SECONDO PADOAN NOI CITTADINI MORIAMO TROPPO TARDI

DI CARLA VISTARINI

Padoan: “Gli Italiani muoiono troppo tardi”. L’ha detto davvero. Finalmente gli è scappato di bocca quello che ci stanno facendo capire ogni giorno a furia di tagli alla sanità, innalzamento dell’età della pensione, tagli ai servizi e commenti con facce da funerale sulla nostra longevità. E ha ragione, povero Padoan. L’ha dovuto dire papale papale perché da quell’orecchio non ci sentivamo. Moriamo troppo tardi, cari concittadini. Siamo pesanti. Dobbiamo morire prima. Al più presto. Quando, direte voi. Dunque, indicativamente è comodo per loro che restiamo vivi fino a che paghiamo tasse e contributi. Dal giorno dopo, cioè quello in cui non ci si fa più e si dovrebbe andare in pensione, allora possiamo morire tranquilli.

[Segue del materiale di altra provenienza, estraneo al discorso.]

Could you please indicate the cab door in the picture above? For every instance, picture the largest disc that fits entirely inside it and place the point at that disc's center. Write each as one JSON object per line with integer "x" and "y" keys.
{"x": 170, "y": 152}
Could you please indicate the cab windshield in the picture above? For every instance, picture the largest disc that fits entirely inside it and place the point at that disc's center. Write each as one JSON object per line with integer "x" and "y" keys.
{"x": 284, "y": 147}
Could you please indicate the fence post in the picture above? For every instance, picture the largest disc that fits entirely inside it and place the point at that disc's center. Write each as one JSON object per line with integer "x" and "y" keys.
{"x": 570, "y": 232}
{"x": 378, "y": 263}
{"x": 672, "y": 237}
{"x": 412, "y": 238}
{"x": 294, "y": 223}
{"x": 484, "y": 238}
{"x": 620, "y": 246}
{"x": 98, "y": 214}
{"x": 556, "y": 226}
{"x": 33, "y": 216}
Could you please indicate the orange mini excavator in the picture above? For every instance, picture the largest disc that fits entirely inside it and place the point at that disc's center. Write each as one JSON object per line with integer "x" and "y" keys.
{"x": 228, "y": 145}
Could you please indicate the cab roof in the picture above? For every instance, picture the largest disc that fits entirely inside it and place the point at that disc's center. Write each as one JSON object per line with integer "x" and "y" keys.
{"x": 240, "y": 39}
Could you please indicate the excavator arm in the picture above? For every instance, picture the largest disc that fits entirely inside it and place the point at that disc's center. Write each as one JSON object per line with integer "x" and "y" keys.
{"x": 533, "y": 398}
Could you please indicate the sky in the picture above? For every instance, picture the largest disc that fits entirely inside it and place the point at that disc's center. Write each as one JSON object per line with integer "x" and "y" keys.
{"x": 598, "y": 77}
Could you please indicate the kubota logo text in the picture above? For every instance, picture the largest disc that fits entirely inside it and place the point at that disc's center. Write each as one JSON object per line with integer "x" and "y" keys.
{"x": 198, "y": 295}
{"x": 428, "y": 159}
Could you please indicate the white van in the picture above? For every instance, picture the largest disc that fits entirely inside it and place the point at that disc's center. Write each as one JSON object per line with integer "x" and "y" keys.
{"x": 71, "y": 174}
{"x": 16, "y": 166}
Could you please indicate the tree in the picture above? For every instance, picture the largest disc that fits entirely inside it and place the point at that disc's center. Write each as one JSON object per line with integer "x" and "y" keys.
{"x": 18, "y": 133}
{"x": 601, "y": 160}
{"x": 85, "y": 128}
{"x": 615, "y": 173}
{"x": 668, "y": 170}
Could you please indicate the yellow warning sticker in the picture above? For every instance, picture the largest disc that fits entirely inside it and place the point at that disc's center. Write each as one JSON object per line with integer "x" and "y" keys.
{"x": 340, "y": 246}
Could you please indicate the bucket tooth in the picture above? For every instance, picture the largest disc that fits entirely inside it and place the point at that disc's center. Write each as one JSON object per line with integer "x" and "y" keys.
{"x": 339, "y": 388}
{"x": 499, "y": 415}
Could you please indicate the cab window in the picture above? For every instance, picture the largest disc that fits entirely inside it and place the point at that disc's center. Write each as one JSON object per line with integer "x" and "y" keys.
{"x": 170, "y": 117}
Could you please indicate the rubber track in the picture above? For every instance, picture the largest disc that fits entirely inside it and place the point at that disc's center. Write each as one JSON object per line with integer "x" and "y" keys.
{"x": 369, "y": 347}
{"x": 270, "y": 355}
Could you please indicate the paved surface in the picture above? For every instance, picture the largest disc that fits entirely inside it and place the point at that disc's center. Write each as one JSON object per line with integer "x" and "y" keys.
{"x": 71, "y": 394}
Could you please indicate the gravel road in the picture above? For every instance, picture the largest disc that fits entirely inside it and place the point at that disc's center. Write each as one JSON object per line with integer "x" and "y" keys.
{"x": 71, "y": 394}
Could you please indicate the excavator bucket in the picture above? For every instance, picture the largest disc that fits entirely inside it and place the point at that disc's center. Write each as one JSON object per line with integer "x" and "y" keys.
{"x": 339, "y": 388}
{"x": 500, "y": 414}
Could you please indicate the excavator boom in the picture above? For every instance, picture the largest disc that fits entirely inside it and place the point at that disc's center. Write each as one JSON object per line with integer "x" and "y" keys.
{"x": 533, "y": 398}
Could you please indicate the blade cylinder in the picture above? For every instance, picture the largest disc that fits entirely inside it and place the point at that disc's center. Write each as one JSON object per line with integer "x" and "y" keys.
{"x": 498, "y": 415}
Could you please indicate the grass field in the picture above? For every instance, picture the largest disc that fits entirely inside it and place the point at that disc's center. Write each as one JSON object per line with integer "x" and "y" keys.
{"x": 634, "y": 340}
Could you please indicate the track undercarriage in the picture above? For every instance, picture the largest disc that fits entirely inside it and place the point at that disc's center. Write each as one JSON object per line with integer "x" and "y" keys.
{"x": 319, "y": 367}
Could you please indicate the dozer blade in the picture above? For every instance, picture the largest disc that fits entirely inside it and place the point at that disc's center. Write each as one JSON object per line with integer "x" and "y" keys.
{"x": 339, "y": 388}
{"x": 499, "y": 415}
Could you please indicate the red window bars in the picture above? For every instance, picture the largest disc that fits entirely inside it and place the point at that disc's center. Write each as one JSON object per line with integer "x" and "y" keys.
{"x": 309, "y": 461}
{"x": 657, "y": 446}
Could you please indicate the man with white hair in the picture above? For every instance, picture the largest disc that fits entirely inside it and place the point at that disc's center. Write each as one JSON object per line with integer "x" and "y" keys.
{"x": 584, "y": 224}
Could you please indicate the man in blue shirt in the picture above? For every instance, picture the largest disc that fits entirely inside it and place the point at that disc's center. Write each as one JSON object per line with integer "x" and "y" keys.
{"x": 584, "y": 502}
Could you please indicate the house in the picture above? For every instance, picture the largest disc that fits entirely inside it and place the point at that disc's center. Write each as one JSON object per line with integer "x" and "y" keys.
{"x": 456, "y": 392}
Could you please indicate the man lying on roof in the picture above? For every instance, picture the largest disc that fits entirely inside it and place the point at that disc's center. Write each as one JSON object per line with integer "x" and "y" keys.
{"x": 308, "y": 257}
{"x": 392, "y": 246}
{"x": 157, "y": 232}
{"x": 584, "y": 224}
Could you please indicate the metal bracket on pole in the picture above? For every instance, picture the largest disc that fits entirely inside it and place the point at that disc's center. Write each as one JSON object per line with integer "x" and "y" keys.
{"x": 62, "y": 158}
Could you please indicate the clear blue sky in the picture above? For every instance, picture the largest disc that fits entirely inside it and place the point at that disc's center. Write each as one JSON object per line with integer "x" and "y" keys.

Ci leviamo dai piedi e non se ne parla più. Perché è tutta colpa nostra se va male tutto, capito? Non è colpa loro, no. Loro non sono affatto incompetenti, corrotti, esperti di clientele, collusi, no, no. Siamo noi il guaio. Perché moriamo troppo tardi. (qui ci sta bene un cornetto rosso e un qualsiasi scongiuro, a scelta)
Nel frattempo il ministro della repubblica Padoan si ricordi che ha quasi 68 anni, e si legga il bellissimo racconto “L’esame” di Richard Matheson, e cominci a tremare.